The reason why the Maverick operator’s rule was disregarded by DG COMP in the Netherlands is unknown. The Dutch Tele2 was financially weak and poorly developed, it only had the 4G network and for the rest depended on national roaming agreements. It was a kind a super-MVNO, like Iliad in Italy. However, being small and week has never been an argument to decrease competition. By contrast, as previously said, Tele2 was the only operator in the Netherlands in real need to be aggressive to acquire new customers and market shares. Fact is, it was the only one to have offered an unlimited data plan. This type of competition will now disappear, although the new JV has offered to continue to maintain this aggressive offer: but it is unilateral commitment, not a remedy, which could be withdrawn any time.

No surprise that, at the news of the T-Online/Tele2 merger’s authorization, KPN’s shares jumped upwards, demonstrating that the disappearance of the Maverick operator in the Dutch market will weak competition and allow prices to rise.

If the European Commission had argued and explained that the time had come for a change of direction, that’s is to say: “welcome domestic mobile mergers”, then everyone would have understood. There are many reasons to support the idea that domestic mobile mergers make more sense than cross-borders ones. Fact is, the latest European regulatory developments suggest that the mobile market is and will remain marked by national borders: spectrum policy remains firmly in the hands of national authorities; the new European code strengthens the powers of national authorities to decide national cases on the basis of local specifications; wholesale caps roaming are well above retail domestic prices, thus preventing permanent roaming.

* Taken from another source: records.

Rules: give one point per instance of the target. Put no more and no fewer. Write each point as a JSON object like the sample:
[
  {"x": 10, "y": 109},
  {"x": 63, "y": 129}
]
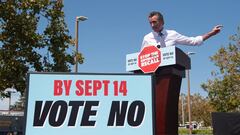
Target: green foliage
[
  {"x": 224, "y": 89},
  {"x": 198, "y": 114},
  {"x": 24, "y": 46}
]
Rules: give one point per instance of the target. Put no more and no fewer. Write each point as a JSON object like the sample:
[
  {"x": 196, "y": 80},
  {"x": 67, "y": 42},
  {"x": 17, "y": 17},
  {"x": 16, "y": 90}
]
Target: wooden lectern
[{"x": 168, "y": 78}]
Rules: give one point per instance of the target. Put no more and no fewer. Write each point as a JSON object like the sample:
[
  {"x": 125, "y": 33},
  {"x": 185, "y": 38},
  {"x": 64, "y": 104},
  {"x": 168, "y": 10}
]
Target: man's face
[{"x": 156, "y": 24}]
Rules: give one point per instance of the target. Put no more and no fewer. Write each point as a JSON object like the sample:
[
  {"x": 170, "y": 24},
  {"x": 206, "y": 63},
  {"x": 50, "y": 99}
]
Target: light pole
[
  {"x": 78, "y": 19},
  {"x": 189, "y": 98},
  {"x": 10, "y": 91},
  {"x": 183, "y": 123}
]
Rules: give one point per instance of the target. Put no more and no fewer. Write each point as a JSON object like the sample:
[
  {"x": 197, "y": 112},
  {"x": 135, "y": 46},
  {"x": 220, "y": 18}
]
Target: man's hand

In other words, European regulation has done very little to support a business case for pan-europeans mobile mergers, unlike domestic ones, therefore one should wonder why this scope should be boosted by a single leg of the European Commission (DG COMP), while the other legs are rowing against.

On the contrary, the DG COMP has made a striking exception to the merger practice implemented so far, but at the same time denying that something may have changed. In this way, the doubt remains that the Dutch case is a more political* rather than a market decision, and that there are no clear rules for the future. Belgian authorities are planning to open the market to a 4th mobile operators, while in other countries (France, Spain) there are reflections about consolidating down to 3. What lesson to be learned from this Dutch case? Boh.

*I would not be surprised to learn, one day, that this decision may have been taken at pure political level, with some senior officials dissenting or even opposing it. A similar situation likely happened during the Almunia’s term (2009-2014) when other 4 to 3 mobile mergers were authorized, despite the likely contrary opinion of the offices. However, there are no official evidence for that, since the eventual dissenting opinion of the offices cannot be reported in official minutes or drafts. We have to stay with doubts and suspects, made more inconvenient by the fact that the beneficiary of this strange decision is the German incumbent Deutsche Telekom.